Vale desfazer o folclore, porque ele assusta mais do que o procedimento.

**O tratamento é uma cápsula.** Não há infusão, agulha, sessões repetidas ou queda de cabelo. Você toma uma cápsula de iodo radioativo, que é captada preferencialmente pelo tecido tireoidiano remanescente.

**O isolamento é temporário e curto.** Dependendo da dose e das normas do serviço, varia de alguns dias em casa a uma internação de poucos dias em quarto próprio. Não são semanas.

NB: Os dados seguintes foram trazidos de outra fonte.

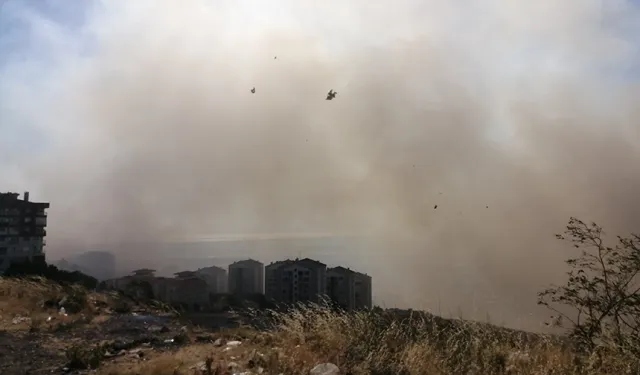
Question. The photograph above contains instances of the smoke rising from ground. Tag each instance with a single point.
(509, 116)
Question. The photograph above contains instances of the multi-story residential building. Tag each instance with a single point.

**As orientações são de distância, não de abandono.** Manter alguns metros de distância de crianças pequenas e gestantes, dormir sozinho, usar banheiro separado quando possível, dar descarga mais de uma vez, não compartilhar talheres e toalhas. Por dias — não para sempre.

**Há preparo antes.** Dieta pobre em iodo por um período definido e elevação do TSH, seja com suspensão da levotiroxina, seja com TSH recombinante. Escrevemos sobre iodo na alimentação em [iodo e tireoide: guia completo](https://www.drjonatascatunda.com/post/iodo-e-tireoide-guia-completo).

**Os efeitos colaterais mais comuns são leves e passageiros:** boca seca, alteração temporária do paladar, inflamação das glândulas salivares, náusea nas primeiras horas.

Nada disso é agradável. Mas está muito distante da cena que ela tinha construído na cabeça — de meses trancada, longe dos filhos.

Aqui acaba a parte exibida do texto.